YouTube on Thursday announced that it will no longer allow people to comment on videos featuring young children after an advertiser boycott over concerns that the platform had enabled a “soft-core pedophile ring.”
The video-streaming giant in a blog post wrote that it suspended comments on videos featuring “young minors” and those featuring “old minors” that posed a risk of attracting “predatory behavior.”
“Over the past week, we disabled comments from tens of millions of videos that could be subject to predatory behavior,” YouTube wrote. “These efforts are focused on videos featuring young minors and we will continue to identify videos at risk over the next few months.”
According to the blog post, some creators will be allowed to keep comments enabled on videos of children, but they will be held to higher standards.
“These channels will be required to actively moderate their comments, beyond just using our moderation tools, and demonstrate a low risk of predatory behavior,” YouTube wrote. “We will work with them directly and our goal is to grow this number over time as our ability to catch violative comments continues to improve.”

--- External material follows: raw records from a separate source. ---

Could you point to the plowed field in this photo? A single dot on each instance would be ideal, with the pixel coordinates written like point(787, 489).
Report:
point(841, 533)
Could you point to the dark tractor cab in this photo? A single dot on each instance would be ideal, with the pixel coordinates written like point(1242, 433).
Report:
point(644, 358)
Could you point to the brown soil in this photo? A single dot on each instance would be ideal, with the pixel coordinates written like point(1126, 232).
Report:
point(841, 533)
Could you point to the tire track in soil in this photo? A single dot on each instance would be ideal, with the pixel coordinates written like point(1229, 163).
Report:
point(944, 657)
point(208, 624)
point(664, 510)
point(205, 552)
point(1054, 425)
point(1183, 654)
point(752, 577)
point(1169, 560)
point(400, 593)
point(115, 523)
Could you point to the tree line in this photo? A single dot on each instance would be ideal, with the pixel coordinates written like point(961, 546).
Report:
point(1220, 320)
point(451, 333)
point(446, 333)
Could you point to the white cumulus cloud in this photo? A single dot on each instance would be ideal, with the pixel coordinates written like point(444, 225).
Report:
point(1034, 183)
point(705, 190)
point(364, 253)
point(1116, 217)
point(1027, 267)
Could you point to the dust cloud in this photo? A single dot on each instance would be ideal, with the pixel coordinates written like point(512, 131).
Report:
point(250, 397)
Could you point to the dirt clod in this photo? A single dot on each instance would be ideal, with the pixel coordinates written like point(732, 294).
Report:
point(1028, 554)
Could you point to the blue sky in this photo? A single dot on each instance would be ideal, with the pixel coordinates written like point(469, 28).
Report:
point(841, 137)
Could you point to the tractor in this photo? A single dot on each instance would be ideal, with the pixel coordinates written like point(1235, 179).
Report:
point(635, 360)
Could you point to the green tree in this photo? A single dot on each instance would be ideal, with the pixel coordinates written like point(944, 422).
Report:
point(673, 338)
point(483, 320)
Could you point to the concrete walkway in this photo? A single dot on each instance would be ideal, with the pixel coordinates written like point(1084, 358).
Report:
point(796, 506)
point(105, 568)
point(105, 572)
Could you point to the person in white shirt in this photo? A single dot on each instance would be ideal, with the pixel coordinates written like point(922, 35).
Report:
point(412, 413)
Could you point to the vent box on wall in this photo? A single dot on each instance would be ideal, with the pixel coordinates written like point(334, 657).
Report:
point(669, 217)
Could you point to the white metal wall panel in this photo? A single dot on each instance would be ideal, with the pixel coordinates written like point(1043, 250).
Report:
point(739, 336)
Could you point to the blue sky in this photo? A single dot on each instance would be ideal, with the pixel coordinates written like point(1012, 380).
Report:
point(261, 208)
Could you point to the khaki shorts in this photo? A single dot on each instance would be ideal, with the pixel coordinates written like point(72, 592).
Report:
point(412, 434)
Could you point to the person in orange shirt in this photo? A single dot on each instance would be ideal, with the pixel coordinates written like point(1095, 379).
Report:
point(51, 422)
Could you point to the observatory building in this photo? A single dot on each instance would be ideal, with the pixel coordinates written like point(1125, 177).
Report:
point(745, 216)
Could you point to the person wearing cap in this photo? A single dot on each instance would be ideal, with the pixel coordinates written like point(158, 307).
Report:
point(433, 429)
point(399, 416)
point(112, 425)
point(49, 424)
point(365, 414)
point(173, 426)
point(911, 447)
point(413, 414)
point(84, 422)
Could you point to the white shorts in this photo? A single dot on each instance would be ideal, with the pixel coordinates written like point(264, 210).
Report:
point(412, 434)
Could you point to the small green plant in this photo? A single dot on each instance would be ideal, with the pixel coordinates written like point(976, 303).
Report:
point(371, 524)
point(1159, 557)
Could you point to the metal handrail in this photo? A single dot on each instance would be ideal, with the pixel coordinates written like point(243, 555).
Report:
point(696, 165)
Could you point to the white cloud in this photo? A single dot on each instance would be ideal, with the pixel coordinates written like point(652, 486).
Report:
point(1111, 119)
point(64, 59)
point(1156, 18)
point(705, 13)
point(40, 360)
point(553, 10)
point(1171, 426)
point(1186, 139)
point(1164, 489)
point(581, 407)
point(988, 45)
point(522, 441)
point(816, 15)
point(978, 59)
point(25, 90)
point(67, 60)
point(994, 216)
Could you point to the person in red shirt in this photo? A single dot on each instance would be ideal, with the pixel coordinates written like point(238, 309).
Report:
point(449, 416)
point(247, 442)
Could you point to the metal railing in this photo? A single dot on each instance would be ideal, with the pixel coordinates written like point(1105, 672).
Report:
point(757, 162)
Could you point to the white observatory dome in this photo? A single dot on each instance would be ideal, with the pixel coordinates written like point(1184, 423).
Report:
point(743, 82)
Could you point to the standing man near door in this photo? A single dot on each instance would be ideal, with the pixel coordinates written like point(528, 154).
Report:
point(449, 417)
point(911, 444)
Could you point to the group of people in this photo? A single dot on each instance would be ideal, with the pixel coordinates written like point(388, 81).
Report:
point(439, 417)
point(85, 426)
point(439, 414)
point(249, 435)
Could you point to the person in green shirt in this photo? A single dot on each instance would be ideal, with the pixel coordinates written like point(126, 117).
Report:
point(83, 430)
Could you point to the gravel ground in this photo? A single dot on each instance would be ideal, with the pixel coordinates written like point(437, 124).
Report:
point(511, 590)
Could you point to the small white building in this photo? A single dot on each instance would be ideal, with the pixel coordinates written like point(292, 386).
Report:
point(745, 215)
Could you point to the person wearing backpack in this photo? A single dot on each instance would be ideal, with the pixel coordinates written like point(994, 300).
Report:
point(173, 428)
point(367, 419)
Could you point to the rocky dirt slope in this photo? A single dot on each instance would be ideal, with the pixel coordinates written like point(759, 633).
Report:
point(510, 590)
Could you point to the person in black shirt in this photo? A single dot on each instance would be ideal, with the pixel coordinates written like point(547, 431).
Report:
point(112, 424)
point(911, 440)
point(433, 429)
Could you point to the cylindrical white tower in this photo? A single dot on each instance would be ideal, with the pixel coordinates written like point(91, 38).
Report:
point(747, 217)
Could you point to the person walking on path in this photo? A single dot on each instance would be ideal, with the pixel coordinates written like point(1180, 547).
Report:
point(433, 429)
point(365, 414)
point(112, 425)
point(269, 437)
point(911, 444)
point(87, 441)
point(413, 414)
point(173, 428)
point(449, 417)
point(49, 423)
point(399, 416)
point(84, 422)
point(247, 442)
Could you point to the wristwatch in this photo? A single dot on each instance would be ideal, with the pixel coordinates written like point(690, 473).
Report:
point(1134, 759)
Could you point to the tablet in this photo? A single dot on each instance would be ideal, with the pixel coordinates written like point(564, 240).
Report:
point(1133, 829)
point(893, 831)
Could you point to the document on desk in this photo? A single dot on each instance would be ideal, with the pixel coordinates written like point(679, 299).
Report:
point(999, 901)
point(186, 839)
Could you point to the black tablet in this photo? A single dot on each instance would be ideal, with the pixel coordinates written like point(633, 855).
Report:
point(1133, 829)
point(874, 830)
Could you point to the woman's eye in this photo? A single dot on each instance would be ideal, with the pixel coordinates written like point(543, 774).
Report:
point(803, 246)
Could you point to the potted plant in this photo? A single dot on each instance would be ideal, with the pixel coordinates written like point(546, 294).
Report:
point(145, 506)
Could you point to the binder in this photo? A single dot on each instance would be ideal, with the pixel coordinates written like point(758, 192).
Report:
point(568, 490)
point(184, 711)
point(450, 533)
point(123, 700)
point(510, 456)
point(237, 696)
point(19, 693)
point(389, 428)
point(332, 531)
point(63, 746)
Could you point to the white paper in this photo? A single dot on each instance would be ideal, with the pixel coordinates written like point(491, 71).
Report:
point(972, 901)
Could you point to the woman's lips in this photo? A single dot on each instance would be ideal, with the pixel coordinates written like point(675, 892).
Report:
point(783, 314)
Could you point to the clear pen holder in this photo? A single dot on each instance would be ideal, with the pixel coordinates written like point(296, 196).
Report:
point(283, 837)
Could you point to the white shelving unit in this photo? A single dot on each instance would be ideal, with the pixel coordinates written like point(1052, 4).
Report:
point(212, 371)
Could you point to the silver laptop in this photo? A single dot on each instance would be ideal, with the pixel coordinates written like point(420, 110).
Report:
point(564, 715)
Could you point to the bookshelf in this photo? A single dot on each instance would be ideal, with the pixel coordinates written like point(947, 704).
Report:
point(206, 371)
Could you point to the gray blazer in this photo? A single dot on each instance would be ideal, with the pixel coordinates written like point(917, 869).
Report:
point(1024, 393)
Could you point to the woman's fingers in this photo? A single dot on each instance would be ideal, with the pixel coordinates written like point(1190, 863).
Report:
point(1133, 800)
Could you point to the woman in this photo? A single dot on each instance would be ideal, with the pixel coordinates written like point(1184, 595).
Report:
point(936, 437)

Several major companies in recent weeks pulled advertisements from Google-owned YouTube, citing the platform’s inaction on predatory comments.
The boycott came after YouTuber Matt Watson uploaded a video explaining how YouTube comment sections are used to identify and share exploitative videos of young girls. A group was using the platform to post comments on videos of young girls, referring one another to certain freeze-frames. According to subsequent reports, YouTube’s algorithm led the ring’s members from one video of young girls to the next.
Companies including Nestle, “Fortnite” creator Epic Games, AT&T, Kellogg and others pulled their ads from the platform after it was discovered that those ads were appearing alongside some of the targeted videos.
YouTube on Thursday also wrote that it has also accelerated the launch of an artificial intelligence moderator that “will detect and remove 2X more individual comments.”
“No form of content that endangers minors is acceptable on YouTube, which is why we have terminated certain channels that attempt to endanger children in any way,” it wrote. “Videos encouraging harmful and dangerous challenges targeting any audience are also clearly against our policies.”
“We will continue to take action when creators violate our policies in ways that blatantly harm the broader user and creator community,” the post continued. “Please continue to flag these to us.”
Nestle, in a statement to The Hill, confirmed that it lifted its YouTube boycott four days ago, after Google took actions ensuring “Nestlé advertising standards were met.”
“Google has now confirmed that expected actions have been fully completed and additional safety measures put in place to help eradicate bad behavior and provide better protection to innocent users and advertisers,” Nestle said in the statement.
AT&T told The Hill that it does not have a comment at this time. Other companies who pulled ads did not immediately respond to a request for comment.